This initial truth is made radiant with meaning, by the teaching of Christianity that every human being is dear to God: a teaching which stands upon that platform, built high above all human deeds and histories, the advent, incarnation, passion, and death of Christ, as a Savior of men.

The race is a brotherhood; God is the Father, Love is the law of this great human commonwealth, and Love knows no servitude. It is that which gilds with liberty whatever it touches.

One more element to human liberty is contributed by Christianity, in the solemn development of man's accountability to God, by which condition hereafter springs from pure character here.

However heavy that saying is, every one of us shall give an account of himself before God—in it is the life of the race.

You cannot present man as a subject of Divine government, held responsible for results, compared with which the most momentous earthly deeds are insignificant, plied with influences accumulating from eternity, and by powers which though they begin on earth in the cradle, gentle as a mother's voice singing lullaby, go on upward, taking every thing as they go, till they reach the whole power of God; and working out results that outlast time and the sun, and revolve forever in flaming circuits of disaster, or in sacred circles of celestial bliss; you cannot present man as the center and subject of such an august and eternal drama, without giving him something of the grandeur which resides in God himself, and in the spheres of immortality!

Who shall trifle with such a creature, full bound upon such an errand through life, and swelling forth to such a destiny? Clear the place where he stands?—give him room and help, but no hinderance, as he equips for eternity!—loosen the bonds of man, for God girds him!—take off all impediments, for it is his life and death and struggle for immortality!

That this effect of accountability to God was felt by the inspired writers, cannot be doubtful to any who weigh such language as this:

"So then every one of us shall give account of himself to God. Let us not, therefore judge one another any more, but judge this rather, that no man put a stumbling block, or an occasion to fall in his brother's way."

By making man important in the sight of God, he becomes sacred to his fellow. The more grand and far-reaching are the divine claims, the greater is our conception of the scope and worth of being. Human rights become respected in the ratio in which human responsibility is felt. Whatever objections men may hold to Puritanism—their theory since the days of St. Augustine has constantly produced tendencies to liberty and a prevalent belief in the natural rights of man—and on account of that very feature which to many, has been so offensive—its rigorous doctrine of human accountability. Here, then, is the idea of man which Christianity gives in contrast with the inferior and degrading heathen notions of man. He is a being but begun on earth—a seed only planted here for its first growth. He is connected with God, not as all matter is by proceeding from creative power, but by partaking the divine nature, by the declared personal affection of God, witnessed and sealed by the presence and sufferings of the world's Redeemer. He is a being upon whom is rolled the responsibility of character and eternal destiny!
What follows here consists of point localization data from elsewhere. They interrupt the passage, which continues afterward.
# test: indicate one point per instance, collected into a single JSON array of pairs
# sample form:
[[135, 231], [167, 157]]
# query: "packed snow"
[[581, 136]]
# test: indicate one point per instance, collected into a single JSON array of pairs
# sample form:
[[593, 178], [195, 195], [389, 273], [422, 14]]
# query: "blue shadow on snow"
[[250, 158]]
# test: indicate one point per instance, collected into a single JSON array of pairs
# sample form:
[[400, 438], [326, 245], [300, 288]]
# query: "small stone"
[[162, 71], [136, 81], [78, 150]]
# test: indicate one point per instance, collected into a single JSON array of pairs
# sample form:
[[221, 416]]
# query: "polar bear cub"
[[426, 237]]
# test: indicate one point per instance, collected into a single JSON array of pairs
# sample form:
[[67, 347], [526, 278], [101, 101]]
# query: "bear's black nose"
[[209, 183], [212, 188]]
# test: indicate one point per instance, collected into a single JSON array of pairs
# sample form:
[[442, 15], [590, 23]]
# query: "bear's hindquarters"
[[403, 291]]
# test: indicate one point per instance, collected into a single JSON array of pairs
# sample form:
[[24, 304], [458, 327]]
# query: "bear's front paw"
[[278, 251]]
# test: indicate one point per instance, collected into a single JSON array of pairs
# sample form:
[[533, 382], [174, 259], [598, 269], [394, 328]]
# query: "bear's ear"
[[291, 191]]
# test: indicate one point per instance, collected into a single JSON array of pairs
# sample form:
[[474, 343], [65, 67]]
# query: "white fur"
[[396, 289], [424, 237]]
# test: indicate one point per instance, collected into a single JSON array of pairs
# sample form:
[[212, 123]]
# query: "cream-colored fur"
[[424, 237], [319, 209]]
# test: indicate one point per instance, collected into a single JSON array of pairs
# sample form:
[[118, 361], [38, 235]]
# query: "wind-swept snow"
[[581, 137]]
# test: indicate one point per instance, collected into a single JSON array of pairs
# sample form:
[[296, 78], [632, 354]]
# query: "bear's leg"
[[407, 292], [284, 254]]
Of such a creature it were as foolish to take an estimate, by what he is and what he can do in this life, as it would be to estimate by an eagle's egg, what the old eagle is worth, with wings outspread far above the very thunder, or coming down upon its quarry as the thunder comes! It is the Future that gives value to the Present. It is Immortality only that reaches down a measure wherewith to gauge a man. If a heathen measures, the strong are strong, and the weak are weak: the rich, the favored, must rule, and their shadow must dwarf all others. If a Christian measures, he hears a voice saying: "There is neither Jew nor Greek; there is neither bond nor free; there is neither male nor female; for ye are all one in Christ Jesus. Whosoever shall do the will of my Father, which is in heaven, the same is my mother, and sister, and brother."

These are the things that give value to man.